Berlin. Die Sparkasse hat Kritiker und Befürworter zum Mietendeckel befragt – mit überraschenden Einsichten.

Kein Thema beschäftigt die Berliner Öffentlichkeit derzeit so stark wie die geplante Einführung des Mietendeckels. Kommt er, kommt er nicht, ist er verfassungsgemäß oder wird er vom Bundesverfassungsgericht gekippt – und welche Folgen hat er? „Deckel drauf und gut?“, fragte die Berliner Sparkasse daher und lud zu einer Diskussion in das Alexanderhaus am Alexanderplatz ein. „Wo liegt der Weg für Berlin?“, fragte Sparkassenvorstand Hans Jürgen Kulartz zum Auftakt und verband die Frage mit dem Wunsch, „ohne Übertreibung in die eine oder andere Richtung Lösungen zu finden“.

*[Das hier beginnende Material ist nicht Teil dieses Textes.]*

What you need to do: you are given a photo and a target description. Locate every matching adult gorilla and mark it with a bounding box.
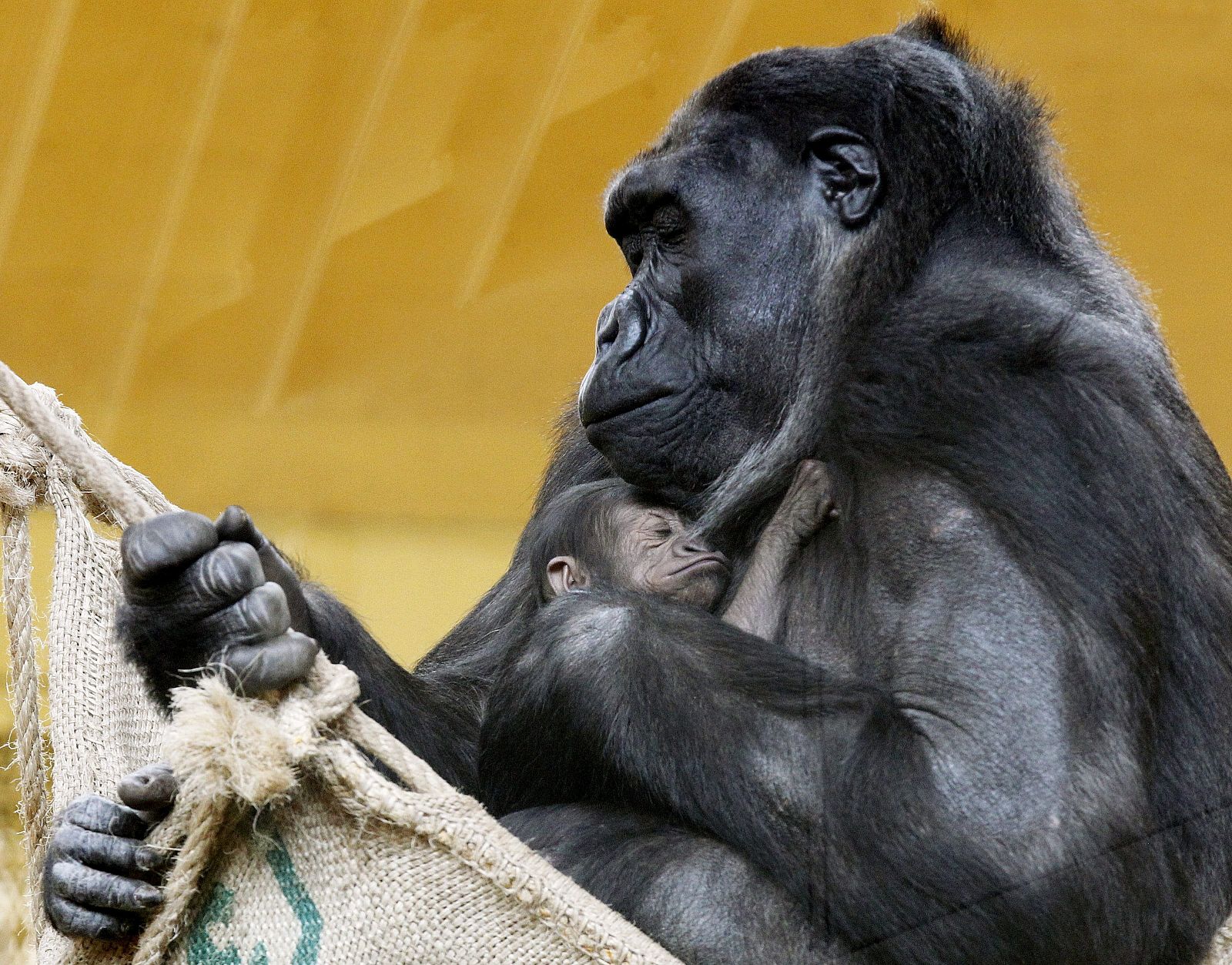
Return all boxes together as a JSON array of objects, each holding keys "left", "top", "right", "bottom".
[{"left": 35, "top": 16, "right": 1232, "bottom": 965}]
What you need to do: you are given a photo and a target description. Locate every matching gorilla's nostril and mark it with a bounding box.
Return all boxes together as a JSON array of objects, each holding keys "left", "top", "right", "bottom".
[{"left": 595, "top": 306, "right": 620, "bottom": 356}]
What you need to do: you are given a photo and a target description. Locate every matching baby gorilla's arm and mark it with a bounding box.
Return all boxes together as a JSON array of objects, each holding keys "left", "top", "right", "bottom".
[{"left": 723, "top": 460, "right": 834, "bottom": 640}]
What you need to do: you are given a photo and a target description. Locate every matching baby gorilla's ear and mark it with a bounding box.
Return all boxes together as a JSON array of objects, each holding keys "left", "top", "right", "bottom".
[{"left": 547, "top": 556, "right": 590, "bottom": 597}]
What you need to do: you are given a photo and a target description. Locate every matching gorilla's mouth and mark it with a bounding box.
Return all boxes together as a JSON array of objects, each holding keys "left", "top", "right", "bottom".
[{"left": 578, "top": 386, "right": 676, "bottom": 429}]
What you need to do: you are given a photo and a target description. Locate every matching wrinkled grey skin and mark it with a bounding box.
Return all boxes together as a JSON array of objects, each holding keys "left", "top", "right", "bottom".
[
  {"left": 43, "top": 764, "right": 177, "bottom": 939},
  {"left": 43, "top": 507, "right": 310, "bottom": 939}
]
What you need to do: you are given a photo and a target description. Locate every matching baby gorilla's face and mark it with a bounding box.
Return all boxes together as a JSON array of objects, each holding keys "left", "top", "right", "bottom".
[{"left": 612, "top": 504, "right": 729, "bottom": 610}]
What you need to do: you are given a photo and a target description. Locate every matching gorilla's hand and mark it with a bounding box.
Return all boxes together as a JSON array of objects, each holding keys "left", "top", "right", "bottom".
[
  {"left": 116, "top": 507, "right": 316, "bottom": 705},
  {"left": 764, "top": 458, "right": 835, "bottom": 546},
  {"left": 43, "top": 764, "right": 179, "bottom": 939}
]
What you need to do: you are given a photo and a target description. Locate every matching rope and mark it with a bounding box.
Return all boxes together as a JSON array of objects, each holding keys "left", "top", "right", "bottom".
[
  {"left": 4, "top": 507, "right": 52, "bottom": 937},
  {"left": 0, "top": 362, "right": 158, "bottom": 526}
]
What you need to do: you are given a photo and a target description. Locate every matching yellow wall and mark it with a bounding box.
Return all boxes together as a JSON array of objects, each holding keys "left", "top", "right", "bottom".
[{"left": 0, "top": 0, "right": 1232, "bottom": 680}]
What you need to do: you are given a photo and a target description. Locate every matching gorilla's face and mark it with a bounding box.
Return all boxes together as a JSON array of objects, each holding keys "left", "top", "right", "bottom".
[{"left": 579, "top": 106, "right": 876, "bottom": 497}]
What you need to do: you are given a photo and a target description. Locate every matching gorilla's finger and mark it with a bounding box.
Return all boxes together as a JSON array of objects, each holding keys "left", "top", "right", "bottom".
[
  {"left": 47, "top": 862, "right": 162, "bottom": 913},
  {"left": 64, "top": 794, "right": 150, "bottom": 839},
  {"left": 119, "top": 511, "right": 218, "bottom": 587},
  {"left": 214, "top": 505, "right": 269, "bottom": 550},
  {"left": 214, "top": 505, "right": 313, "bottom": 636},
  {"left": 116, "top": 764, "right": 180, "bottom": 813},
  {"left": 43, "top": 889, "right": 142, "bottom": 942},
  {"left": 199, "top": 583, "right": 291, "bottom": 653},
  {"left": 51, "top": 825, "right": 170, "bottom": 877},
  {"left": 185, "top": 540, "right": 269, "bottom": 604},
  {"left": 219, "top": 630, "right": 318, "bottom": 696}
]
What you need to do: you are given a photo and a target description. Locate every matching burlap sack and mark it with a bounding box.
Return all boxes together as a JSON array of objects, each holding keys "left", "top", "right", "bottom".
[
  {"left": 0, "top": 365, "right": 679, "bottom": 965},
  {"left": 0, "top": 364, "right": 1232, "bottom": 965}
]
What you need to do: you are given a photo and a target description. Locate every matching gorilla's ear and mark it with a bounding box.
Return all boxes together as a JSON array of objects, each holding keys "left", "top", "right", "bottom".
[
  {"left": 808, "top": 127, "right": 881, "bottom": 228},
  {"left": 547, "top": 556, "right": 590, "bottom": 597}
]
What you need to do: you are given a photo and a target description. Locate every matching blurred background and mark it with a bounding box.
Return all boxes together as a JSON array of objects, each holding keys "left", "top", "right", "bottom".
[{"left": 0, "top": 0, "right": 1232, "bottom": 921}]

„Senatspläne gefährden den Neubau“

Aus Sicht von Marcus Buder, dem Leiter der gewerblichen Immobilienfinanzierung der Sparkasse liegt die Lösung klar auf dem Tisch: „Neubau, Neubau, Neubau.“ Nur so lasse sich das Mietenproblem in der Stadt lösen. Dafür benötige die Immobilienwirtschaft Rechtssicherheit statt eines Mietendeckels. Die Senatspläne würden die Finanzierung von Neubau stattdessen gefährden, wenn für Investoren nicht klar sei, ob sie künftig die erforderlichen Mieten erheben dürfen, um die Kosten für den Neubau zu decken. Buder stellte zudem die Wirksamkeit des Mietendeckels infrage. „Wer glaubt, der Mietendeckel deckelt Mieten, der glaubt auch, dass Zitronenfalter Zitronen falten“, sagte Buder.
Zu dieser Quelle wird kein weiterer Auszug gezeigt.